Companies are rushing to raise wages in one of the most competitive labor markets in U.S. history with 10 million unfilled jobs and workers more confident to try out a new career or employer. Companies including Walmart, Target and Amazon are offering raises, bonuses and free college tuition as the pandemic put a spotlight on and created a stronger appreciation for front-line workers and their roles in the economy.

Consumer prices rise 0.3% in August

U.S. consumer prices rose a lower-than-expected 0.3% last month, the smallest monthly increase in seven months and a hopeful sign that inflation pressures may be cooling.

The Labor Department reported Tuesday that the August gain was down from a 0.5% increase in July and a 0.9% surge in June. It was the smallest increase since a similar 0.3% rise in January. The August slowdown in prices was seen as offering hope that Americans were finally starting to see some relief from a price surge earlier in the year.

Boeing hopeful despite pandemic

Despite the pandemic's damage to air travel, Boeing says it's optimistic about long-term demand for airplanes.

Boeing said Tuesday it expects the aerospace market to be worth $9 trillion over the next decade. That includes planes for airlines and military uses and other aerospace products and services.
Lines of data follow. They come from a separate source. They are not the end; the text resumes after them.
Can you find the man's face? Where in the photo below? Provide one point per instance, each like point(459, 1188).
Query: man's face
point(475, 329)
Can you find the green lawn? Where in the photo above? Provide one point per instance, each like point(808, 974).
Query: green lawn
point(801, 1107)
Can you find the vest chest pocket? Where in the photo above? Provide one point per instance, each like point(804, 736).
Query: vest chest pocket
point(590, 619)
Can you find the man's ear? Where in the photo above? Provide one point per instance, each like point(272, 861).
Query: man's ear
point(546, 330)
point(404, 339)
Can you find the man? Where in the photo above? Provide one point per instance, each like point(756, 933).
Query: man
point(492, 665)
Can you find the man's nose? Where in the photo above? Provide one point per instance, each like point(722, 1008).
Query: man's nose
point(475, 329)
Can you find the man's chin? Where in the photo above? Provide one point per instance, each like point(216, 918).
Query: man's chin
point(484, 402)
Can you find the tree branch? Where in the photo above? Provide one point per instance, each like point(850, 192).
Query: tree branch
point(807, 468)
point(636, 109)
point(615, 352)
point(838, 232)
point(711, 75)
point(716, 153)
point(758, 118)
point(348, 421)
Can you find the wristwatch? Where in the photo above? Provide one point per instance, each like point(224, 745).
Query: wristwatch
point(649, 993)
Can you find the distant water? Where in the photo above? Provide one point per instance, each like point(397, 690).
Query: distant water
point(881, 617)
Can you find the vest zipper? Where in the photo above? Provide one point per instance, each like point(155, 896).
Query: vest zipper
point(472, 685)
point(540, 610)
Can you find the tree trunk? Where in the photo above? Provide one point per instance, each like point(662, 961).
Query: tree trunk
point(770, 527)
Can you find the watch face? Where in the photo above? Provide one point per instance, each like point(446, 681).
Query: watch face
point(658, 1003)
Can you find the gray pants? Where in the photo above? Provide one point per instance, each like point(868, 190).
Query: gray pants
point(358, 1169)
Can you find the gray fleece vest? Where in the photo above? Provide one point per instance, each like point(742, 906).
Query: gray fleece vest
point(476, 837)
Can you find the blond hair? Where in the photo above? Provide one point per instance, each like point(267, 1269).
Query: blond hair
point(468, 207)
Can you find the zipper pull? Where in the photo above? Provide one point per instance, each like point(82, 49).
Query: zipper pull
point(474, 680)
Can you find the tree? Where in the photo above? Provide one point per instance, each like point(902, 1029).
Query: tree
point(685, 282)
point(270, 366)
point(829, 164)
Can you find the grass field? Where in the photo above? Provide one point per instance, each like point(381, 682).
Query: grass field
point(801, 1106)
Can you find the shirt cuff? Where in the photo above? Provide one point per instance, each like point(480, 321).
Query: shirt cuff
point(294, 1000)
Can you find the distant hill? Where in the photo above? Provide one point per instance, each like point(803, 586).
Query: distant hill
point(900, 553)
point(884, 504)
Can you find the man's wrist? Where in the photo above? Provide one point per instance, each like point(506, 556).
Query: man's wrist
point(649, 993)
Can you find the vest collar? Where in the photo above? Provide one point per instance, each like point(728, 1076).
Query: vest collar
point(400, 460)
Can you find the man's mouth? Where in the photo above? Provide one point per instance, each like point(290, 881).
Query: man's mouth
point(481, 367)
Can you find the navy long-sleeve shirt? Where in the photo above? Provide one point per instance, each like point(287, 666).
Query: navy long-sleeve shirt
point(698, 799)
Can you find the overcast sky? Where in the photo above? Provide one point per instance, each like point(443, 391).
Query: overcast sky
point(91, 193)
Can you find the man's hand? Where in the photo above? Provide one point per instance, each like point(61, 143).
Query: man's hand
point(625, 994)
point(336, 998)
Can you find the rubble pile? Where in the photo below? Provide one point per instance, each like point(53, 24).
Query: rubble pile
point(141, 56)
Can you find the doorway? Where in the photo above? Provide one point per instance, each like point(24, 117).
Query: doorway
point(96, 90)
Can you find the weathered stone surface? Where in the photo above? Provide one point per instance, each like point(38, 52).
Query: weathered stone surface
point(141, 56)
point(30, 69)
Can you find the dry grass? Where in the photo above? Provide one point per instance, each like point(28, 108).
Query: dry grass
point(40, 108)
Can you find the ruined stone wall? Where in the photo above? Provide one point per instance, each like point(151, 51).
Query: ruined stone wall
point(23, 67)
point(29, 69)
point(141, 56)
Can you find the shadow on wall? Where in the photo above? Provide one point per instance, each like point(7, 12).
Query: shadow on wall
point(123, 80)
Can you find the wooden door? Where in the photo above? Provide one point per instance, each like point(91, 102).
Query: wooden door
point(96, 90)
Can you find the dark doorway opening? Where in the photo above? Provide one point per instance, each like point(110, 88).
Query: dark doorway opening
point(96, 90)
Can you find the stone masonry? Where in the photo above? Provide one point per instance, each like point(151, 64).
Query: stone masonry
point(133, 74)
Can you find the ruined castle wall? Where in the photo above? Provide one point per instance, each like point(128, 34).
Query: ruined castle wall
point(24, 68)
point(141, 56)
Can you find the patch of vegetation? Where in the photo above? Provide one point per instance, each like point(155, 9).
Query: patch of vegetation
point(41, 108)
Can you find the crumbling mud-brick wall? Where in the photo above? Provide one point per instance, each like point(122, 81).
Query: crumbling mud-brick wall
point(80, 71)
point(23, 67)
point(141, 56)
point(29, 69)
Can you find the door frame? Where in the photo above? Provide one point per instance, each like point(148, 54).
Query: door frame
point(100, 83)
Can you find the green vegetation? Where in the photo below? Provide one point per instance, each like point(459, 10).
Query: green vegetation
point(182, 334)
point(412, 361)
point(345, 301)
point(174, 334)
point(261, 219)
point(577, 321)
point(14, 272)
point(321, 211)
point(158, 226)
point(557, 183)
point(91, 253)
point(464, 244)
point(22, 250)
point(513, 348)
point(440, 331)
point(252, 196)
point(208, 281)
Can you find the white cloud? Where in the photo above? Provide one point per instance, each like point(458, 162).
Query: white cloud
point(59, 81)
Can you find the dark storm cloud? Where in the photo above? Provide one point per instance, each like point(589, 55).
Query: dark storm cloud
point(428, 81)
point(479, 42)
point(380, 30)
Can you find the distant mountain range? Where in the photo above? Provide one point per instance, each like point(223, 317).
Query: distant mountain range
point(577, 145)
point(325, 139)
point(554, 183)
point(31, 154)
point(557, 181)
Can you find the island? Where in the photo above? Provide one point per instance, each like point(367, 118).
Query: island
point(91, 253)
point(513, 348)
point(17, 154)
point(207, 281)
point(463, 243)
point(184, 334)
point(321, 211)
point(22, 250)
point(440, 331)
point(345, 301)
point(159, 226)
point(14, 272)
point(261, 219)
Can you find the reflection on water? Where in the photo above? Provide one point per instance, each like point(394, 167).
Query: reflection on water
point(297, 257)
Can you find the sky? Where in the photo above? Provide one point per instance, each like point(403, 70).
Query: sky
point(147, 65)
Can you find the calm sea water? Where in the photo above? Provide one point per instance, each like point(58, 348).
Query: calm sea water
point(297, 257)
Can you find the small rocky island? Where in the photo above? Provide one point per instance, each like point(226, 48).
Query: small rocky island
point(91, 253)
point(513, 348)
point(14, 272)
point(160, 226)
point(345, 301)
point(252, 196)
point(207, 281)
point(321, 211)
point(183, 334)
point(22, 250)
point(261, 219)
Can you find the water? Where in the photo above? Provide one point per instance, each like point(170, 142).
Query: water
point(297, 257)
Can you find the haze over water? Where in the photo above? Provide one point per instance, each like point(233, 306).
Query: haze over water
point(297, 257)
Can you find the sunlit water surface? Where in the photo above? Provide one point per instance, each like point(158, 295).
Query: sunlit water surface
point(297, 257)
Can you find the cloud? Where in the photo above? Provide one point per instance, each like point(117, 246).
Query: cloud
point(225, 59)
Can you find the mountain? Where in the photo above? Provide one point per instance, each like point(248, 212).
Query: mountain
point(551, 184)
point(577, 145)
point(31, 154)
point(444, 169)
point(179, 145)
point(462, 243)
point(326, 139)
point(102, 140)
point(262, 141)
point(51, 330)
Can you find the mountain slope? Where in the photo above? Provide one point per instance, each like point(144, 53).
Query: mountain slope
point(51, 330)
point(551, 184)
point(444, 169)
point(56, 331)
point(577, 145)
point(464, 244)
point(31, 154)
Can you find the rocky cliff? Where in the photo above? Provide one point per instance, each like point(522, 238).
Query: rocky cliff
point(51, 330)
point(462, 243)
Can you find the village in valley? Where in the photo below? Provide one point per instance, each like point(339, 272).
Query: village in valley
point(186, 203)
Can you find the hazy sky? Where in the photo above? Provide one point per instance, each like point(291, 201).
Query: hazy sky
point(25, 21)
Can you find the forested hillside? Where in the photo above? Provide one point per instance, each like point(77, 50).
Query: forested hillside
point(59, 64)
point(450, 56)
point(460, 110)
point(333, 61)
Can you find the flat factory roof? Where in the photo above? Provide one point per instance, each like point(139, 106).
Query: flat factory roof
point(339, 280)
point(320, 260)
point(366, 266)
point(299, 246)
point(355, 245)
That outlook is even rosier than the one Boeing gave in 2019, when it predicted industrywide sales of $8.7 billion over the next decade.

In the U.S. and around the world, air travel within countries is picking up faster than cross-border travel, as the U.S. and many other countries maintain high barriers to international travel.

Billionaire Cohen backs crypto trader

A cryptocurrency company launched by partners of a major Wall Street trading firm has snagged the support of billionaire investor Steven A. Cohen.

The hedge-fund manager and owner of the New York Mets has agreed in principle to invest in Radkl, a crypto trading firm, though the deal is not final. The company is being launched by partners of GTS, a firm that trades as much as a billion shares of U.S. stocks on a given day.

Radkl, which is pronounced like "radical," plans to trade across cryptocurrency coins and exchanges. It's the latest foray by big names from the traditional financial world into crypto.